Vous êtes ici
Le PS amorce une timide introspection
« Le scrutin du 7 juin commence un peu à faire bouger les esprits… », confiait, le 9 juin au soir, le député socialiste Gaëtan Gorce, proche de Ségolène Royal. Doucement, très doucement, la direction du PS a avancé un changement de cap. Timide, certes. Mais il faut bien commencer quelque part… D’autant plus qu’au PS on part de loin : au soir des européennes avec un score de 16,48% des suffrages, la Première secrétaire, Martine Aubry, expliquait que si la campagne était à refaire, elle la referait de la même manière. Dans ce contexte, il ne pouvait y avoir de grande révolution le 9 juin au Conseil national (l’équivalent du parlement du parti), qui se tenait à huis clos dans un grand hôtel parisien.
Seules décisions prises ce mardi : la nomination de Ségolène Royal à la vice-présidence de l’Internationale socialiste, un poste que l’ancienne candidate à la présidentielle convoitait. Et la décision de Benoît Hamon, battu aux européennes en Ile-de-France, de conserver son poste de porte-parole tout en travaillant dans le privé.
Martine Aubry, qui a reconnu que le Parti socialiste avait subi une « défaite électorale importante », n’est pas allée plus loin. Tout juste a-t-elle concédé que le PS avait pris « du retard sur la réflexion stratégique et programmatique » et que le parti avait « six mois pour changer de cap ». Elle a ensuite avancé une feuille de route avec les grands traits d’un calendrier.
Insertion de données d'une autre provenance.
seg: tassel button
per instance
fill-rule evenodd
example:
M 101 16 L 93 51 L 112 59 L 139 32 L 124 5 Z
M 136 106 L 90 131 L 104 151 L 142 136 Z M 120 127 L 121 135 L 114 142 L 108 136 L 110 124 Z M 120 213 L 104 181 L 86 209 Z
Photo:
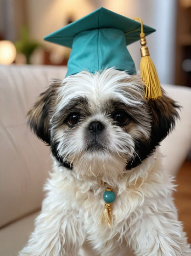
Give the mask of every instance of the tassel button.
M 115 193 L 110 189 L 107 189 L 103 194 L 103 199 L 107 203 L 112 203 L 115 200 L 116 195 Z

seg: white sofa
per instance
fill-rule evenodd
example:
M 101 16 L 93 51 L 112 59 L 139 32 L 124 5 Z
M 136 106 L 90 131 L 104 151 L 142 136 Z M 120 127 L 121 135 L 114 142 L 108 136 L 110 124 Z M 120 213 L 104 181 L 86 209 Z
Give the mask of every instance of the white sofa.
M 50 79 L 63 79 L 66 71 L 64 66 L 0 66 L 0 256 L 17 255 L 27 242 L 51 168 L 49 149 L 27 126 L 26 113 Z M 183 107 L 181 122 L 161 146 L 164 167 L 175 175 L 190 149 L 191 89 L 163 87 Z

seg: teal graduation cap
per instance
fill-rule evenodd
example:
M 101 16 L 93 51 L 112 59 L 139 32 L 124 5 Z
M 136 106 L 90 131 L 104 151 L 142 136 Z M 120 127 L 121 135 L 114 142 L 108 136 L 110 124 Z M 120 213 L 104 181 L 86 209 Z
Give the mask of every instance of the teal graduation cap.
M 114 67 L 136 73 L 126 46 L 140 38 L 140 22 L 101 7 L 47 36 L 44 40 L 72 48 L 66 76 Z M 145 36 L 155 30 L 143 25 Z

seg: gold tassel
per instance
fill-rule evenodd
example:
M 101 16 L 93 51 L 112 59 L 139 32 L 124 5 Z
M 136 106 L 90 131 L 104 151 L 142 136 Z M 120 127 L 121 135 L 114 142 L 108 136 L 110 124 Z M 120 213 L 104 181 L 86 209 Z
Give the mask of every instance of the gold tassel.
M 113 222 L 112 203 L 115 200 L 116 195 L 111 187 L 107 187 L 103 197 L 106 203 L 104 209 L 101 214 L 101 223 L 106 223 L 110 227 L 111 227 Z
M 141 24 L 141 33 L 140 34 L 140 48 L 141 59 L 140 63 L 140 73 L 142 80 L 145 83 L 145 98 L 147 100 L 152 99 L 156 100 L 162 96 L 162 92 L 158 77 L 154 64 L 150 57 L 148 47 L 146 46 L 146 41 L 145 34 L 143 32 L 143 23 L 139 18 L 135 18 Z
M 101 223 L 105 223 L 111 227 L 113 222 L 113 215 L 112 214 L 112 205 L 106 202 L 105 208 L 102 213 Z

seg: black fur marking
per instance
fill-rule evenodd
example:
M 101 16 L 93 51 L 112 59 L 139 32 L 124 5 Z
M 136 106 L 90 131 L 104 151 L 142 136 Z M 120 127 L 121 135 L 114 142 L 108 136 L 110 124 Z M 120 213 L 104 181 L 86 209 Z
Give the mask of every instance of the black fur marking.
M 136 167 L 151 155 L 174 128 L 176 119 L 180 118 L 176 109 L 180 106 L 165 95 L 156 100 L 149 100 L 148 103 L 152 117 L 151 139 L 135 142 L 137 155 L 127 163 L 127 170 Z
M 62 109 L 54 115 L 52 119 L 54 127 L 58 127 L 63 123 L 67 122 L 68 115 L 73 113 L 78 113 L 82 117 L 90 115 L 89 103 L 86 97 L 73 98 Z

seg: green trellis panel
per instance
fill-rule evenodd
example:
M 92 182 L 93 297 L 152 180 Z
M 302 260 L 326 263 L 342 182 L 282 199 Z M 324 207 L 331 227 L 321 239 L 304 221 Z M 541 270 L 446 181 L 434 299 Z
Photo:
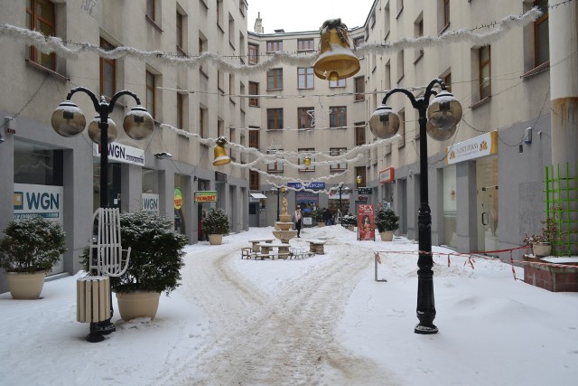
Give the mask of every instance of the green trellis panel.
M 566 163 L 545 167 L 545 217 L 554 219 L 557 234 L 553 254 L 571 256 L 578 253 L 578 163 L 571 175 Z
Dans les prochains jours, la direction devrait annoncer une « nouvelle gouvernance » - nouveau concept ou beau slogan ? - et s’engager dans des « discussions avec l’ensemble de la gauche ».
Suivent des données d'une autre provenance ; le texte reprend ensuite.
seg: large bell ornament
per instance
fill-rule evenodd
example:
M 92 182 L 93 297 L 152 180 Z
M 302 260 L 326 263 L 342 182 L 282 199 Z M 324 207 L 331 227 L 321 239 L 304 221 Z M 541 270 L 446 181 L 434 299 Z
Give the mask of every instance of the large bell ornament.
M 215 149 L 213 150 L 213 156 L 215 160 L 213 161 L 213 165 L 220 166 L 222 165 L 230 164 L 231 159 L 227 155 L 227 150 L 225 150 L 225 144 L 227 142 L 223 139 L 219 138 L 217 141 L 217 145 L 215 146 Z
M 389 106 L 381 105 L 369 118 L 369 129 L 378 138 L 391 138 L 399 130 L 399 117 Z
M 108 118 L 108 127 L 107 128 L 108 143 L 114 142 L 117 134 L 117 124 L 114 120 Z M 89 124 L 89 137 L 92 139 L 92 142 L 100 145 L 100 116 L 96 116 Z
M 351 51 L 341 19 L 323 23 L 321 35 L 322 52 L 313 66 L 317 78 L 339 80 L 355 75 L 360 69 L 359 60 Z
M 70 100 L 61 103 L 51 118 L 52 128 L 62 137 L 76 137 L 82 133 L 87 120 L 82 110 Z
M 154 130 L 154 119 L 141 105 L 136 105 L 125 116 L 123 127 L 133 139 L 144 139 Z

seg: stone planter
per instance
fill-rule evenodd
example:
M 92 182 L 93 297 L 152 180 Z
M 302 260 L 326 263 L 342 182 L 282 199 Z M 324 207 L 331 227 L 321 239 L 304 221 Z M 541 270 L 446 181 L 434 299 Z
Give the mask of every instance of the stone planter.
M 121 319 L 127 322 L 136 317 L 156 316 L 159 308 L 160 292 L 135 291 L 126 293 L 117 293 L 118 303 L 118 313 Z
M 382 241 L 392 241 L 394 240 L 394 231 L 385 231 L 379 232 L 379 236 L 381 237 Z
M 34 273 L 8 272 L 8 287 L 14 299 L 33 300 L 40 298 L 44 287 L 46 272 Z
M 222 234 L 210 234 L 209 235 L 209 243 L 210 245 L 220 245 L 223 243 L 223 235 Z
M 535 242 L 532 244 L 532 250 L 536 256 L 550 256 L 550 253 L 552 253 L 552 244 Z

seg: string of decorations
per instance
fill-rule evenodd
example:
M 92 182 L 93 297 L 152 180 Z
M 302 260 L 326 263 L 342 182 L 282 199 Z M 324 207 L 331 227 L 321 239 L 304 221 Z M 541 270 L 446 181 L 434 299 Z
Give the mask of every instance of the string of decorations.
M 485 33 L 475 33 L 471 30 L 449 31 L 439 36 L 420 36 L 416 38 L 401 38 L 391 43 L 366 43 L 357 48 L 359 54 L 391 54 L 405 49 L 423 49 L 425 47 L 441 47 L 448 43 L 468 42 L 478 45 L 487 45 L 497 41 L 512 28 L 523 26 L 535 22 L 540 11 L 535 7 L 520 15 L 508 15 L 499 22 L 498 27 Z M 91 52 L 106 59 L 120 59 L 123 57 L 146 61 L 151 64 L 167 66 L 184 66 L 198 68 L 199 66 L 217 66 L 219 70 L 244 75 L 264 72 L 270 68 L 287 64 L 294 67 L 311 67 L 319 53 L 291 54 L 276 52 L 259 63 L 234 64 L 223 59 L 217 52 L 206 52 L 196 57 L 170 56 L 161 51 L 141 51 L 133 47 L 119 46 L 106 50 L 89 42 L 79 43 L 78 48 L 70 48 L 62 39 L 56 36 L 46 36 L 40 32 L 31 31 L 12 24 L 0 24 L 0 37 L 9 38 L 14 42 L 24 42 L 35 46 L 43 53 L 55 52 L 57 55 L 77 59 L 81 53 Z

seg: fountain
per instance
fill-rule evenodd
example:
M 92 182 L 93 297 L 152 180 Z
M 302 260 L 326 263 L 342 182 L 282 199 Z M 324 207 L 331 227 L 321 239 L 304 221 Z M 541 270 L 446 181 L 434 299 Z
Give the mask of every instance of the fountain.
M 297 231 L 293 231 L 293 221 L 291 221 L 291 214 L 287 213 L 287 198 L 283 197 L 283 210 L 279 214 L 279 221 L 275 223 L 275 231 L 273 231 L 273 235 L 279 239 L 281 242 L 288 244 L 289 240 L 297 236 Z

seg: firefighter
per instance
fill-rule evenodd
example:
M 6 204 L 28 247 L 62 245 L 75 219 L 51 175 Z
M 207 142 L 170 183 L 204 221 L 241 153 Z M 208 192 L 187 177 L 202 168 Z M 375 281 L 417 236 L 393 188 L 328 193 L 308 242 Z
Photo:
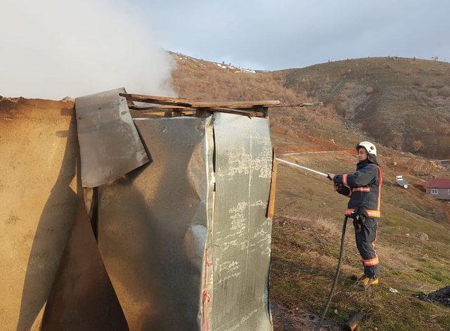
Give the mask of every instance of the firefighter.
M 359 280 L 364 286 L 377 285 L 380 279 L 378 256 L 375 249 L 380 220 L 382 176 L 372 143 L 356 145 L 358 164 L 354 174 L 328 174 L 338 193 L 349 197 L 345 216 L 353 219 L 356 247 L 362 257 L 364 273 Z

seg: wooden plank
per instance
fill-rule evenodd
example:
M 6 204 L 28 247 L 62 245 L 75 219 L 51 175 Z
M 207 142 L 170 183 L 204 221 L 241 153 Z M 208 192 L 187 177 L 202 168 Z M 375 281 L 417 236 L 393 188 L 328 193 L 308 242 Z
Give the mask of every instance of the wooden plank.
M 122 93 L 120 96 L 123 96 L 127 100 L 139 101 L 146 103 L 156 103 L 158 105 L 181 105 L 185 107 L 192 107 L 190 100 L 181 99 L 180 98 L 170 98 L 168 96 L 146 96 L 143 94 L 129 94 Z
M 143 94 L 120 93 L 128 100 L 139 101 L 146 103 L 158 105 L 169 105 L 188 107 L 193 108 L 251 108 L 253 107 L 264 107 L 278 105 L 278 100 L 263 100 L 257 101 L 229 101 L 229 102 L 198 102 L 181 98 L 170 98 L 166 96 L 146 96 Z
M 322 101 L 314 101 L 314 103 L 294 103 L 292 105 L 274 105 L 269 107 L 274 108 L 279 107 L 314 107 L 316 105 L 323 105 L 323 103 Z
M 228 114 L 236 114 L 238 115 L 248 116 L 249 117 L 257 117 L 261 116 L 261 113 L 259 112 L 252 112 L 250 110 L 245 110 L 243 109 L 231 109 L 231 108 L 199 108 L 202 110 L 207 110 L 210 112 L 226 112 Z
M 190 107 L 184 107 L 181 105 L 150 105 L 150 106 L 147 106 L 147 107 L 142 107 L 142 106 L 131 106 L 131 107 L 129 107 L 129 109 L 132 109 L 134 110 L 170 110 L 172 109 L 174 110 L 183 110 L 183 109 L 189 109 Z
M 224 103 L 200 103 L 193 102 L 192 107 L 195 108 L 252 108 L 255 107 L 271 107 L 278 105 L 278 100 L 262 100 L 258 101 L 229 101 Z

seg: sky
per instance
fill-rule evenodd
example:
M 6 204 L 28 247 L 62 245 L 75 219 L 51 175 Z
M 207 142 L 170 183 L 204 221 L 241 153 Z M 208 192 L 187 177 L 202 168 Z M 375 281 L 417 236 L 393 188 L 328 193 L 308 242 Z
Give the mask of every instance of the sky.
M 166 49 L 277 70 L 367 56 L 450 61 L 448 0 L 191 0 L 135 3 Z
M 367 56 L 450 61 L 448 0 L 0 0 L 0 96 L 174 93 L 164 50 L 278 70 Z

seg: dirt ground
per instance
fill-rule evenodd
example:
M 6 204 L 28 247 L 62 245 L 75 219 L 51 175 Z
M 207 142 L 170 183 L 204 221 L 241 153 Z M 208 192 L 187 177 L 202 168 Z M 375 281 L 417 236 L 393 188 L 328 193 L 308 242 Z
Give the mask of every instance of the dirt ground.
M 428 294 L 420 294 L 418 297 L 424 301 L 438 302 L 450 307 L 450 286 L 439 289 Z
M 281 303 L 271 300 L 270 302 L 274 331 L 314 330 L 320 316 L 299 307 L 288 307 Z M 330 323 L 326 319 L 322 323 L 321 330 L 340 330 L 341 327 Z

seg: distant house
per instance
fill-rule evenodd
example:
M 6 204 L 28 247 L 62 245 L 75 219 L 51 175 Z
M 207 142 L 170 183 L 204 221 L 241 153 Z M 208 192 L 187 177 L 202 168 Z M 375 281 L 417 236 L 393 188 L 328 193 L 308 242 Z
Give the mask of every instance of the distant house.
M 427 183 L 427 193 L 436 199 L 450 200 L 450 179 L 432 179 Z

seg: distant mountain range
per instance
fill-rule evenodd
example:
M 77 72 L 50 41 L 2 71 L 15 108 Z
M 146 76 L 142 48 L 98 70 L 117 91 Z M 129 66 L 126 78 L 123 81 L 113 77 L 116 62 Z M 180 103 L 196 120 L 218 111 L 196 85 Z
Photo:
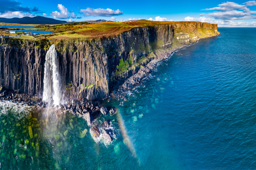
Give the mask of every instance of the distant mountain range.
M 21 18 L 0 18 L 0 22 L 20 24 L 56 24 L 67 23 L 66 21 L 61 21 L 40 16 L 34 17 L 25 17 Z
M 114 22 L 112 21 L 107 21 L 105 19 L 98 19 L 98 20 L 95 20 L 94 21 L 80 21 L 80 22 L 87 22 L 90 23 L 100 23 L 101 22 Z

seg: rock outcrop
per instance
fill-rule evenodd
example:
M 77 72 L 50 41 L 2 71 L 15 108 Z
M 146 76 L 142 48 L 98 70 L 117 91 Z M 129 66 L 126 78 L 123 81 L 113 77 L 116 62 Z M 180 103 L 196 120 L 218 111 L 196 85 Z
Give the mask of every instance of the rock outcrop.
M 157 49 L 188 45 L 217 36 L 217 30 L 216 24 L 184 22 L 136 27 L 97 41 L 60 41 L 55 45 L 63 96 L 65 99 L 88 101 L 107 98 L 114 86 L 156 59 Z M 42 96 L 47 43 L 45 46 L 38 41 L 0 39 L 0 85 Z

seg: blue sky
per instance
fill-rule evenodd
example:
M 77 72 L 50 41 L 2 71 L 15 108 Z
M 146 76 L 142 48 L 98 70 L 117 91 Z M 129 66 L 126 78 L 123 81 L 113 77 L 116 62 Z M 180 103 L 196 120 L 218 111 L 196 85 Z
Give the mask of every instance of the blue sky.
M 67 21 L 199 21 L 220 26 L 256 27 L 255 1 L 0 0 L 0 17 L 44 16 Z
Ni UMP de gauche ni retour d’une « gauche plurielle » façon Lionel Jospin, il devrait s’agir d’une « maison commune de gauche », a détaillé Benoît Hamon, en charge de ce futur gros chantier, déterminant pour les prochaines échéances électorales.
«
Quand la roue du chariot est brisée… »
Pour le reste, Martine Aubry est restée floue. Si elle a appelé à une profonde « refondation des idées, des pratiques, des démarches personnelles et collectives du parti », elle n’est pas entrée plus dans le détail. Comment séduire à nouveau les classes populaires ? Comment parvenir à s’adresser aux électeurs ? Comment construire le projet présidentiel ? Faut-il des primaires au sein du PS ou élargies à l’ensemble de la gauche pour désigner le candidat à l’élection suprême ? Autant de questions auxquelles nombre de socialistes attendaient, hier, en vain, des réponses. « Martine Aubry veut rester sur la ligne politique qu’elle a défendue. Son regard politique date d’il y a 25 ans », lâchait hier soir, désabusé, le socialiste Malek Boutih. Avant d’ajouter : « On est plutôt dans une logique de bunkerisation. Les idées ne viennent plus du PS, elles viennent d’ailleurs ».
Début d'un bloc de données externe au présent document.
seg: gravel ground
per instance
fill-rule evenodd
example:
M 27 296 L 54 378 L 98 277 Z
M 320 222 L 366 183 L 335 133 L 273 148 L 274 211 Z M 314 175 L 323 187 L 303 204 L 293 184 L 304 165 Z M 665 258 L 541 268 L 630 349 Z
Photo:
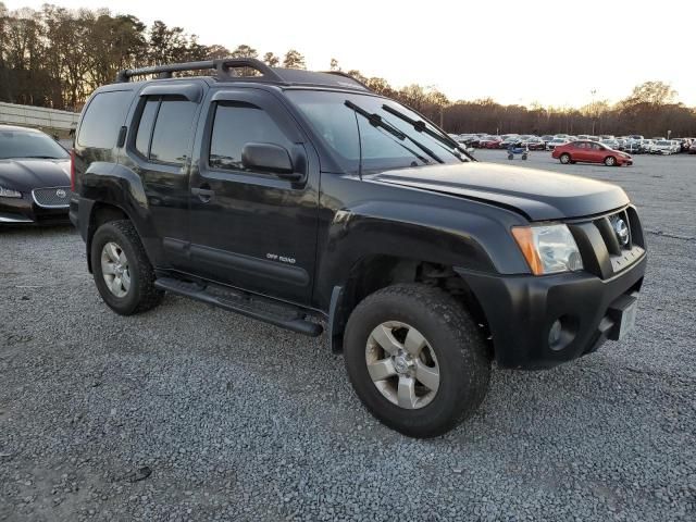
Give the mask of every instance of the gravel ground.
M 0 520 L 695 520 L 696 158 L 514 164 L 638 204 L 637 330 L 494 369 L 478 413 L 425 442 L 370 417 L 325 337 L 171 296 L 121 318 L 72 228 L 0 231 Z

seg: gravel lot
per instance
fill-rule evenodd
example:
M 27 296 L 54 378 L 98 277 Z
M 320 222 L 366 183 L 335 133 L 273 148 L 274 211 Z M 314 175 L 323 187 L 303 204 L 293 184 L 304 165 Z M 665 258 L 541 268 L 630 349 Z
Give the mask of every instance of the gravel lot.
M 171 296 L 121 318 L 72 228 L 0 231 L 0 520 L 696 520 L 696 158 L 514 164 L 638 204 L 637 330 L 494 369 L 480 412 L 426 442 L 370 417 L 325 337 Z

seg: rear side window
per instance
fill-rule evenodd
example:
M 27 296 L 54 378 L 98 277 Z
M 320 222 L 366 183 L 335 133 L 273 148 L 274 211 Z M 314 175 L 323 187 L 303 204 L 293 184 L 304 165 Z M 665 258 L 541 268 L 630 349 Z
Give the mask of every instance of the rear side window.
M 138 132 L 135 138 L 135 148 L 146 158 L 150 154 L 150 138 L 152 137 L 152 127 L 159 108 L 160 99 L 150 99 L 145 103 L 142 114 L 140 115 L 140 123 L 138 124 Z
M 148 98 L 140 114 L 136 150 L 151 161 L 183 164 L 190 150 L 197 104 L 169 97 Z
M 83 116 L 77 145 L 96 149 L 115 147 L 119 130 L 128 112 L 132 92 L 113 90 L 99 92 L 92 98 Z
M 241 170 L 241 149 L 249 142 L 274 144 L 290 149 L 291 142 L 262 109 L 251 104 L 217 104 L 210 140 L 210 166 Z

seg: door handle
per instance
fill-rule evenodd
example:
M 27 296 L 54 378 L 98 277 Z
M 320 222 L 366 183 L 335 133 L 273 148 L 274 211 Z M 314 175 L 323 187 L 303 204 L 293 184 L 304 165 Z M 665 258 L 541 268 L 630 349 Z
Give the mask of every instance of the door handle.
M 215 191 L 212 190 L 210 187 L 203 185 L 200 188 L 192 187 L 191 194 L 194 196 L 198 196 L 198 199 L 200 199 L 203 203 L 207 203 L 215 195 Z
Si l’introspection a commencé au PS, elle reste timide et se fait au forceps. Seule consolation, comme l’a expliqué Jean-Marc Ayrault, président du groupe PS à l’Assemblée, en utilisant un proverbe turc :« Quand la roue du chariot est brisée, beaucoup de gens vous diront par où il ne fallait pas passer ». Avant de conclure : « J’espère que ça servira au parti ».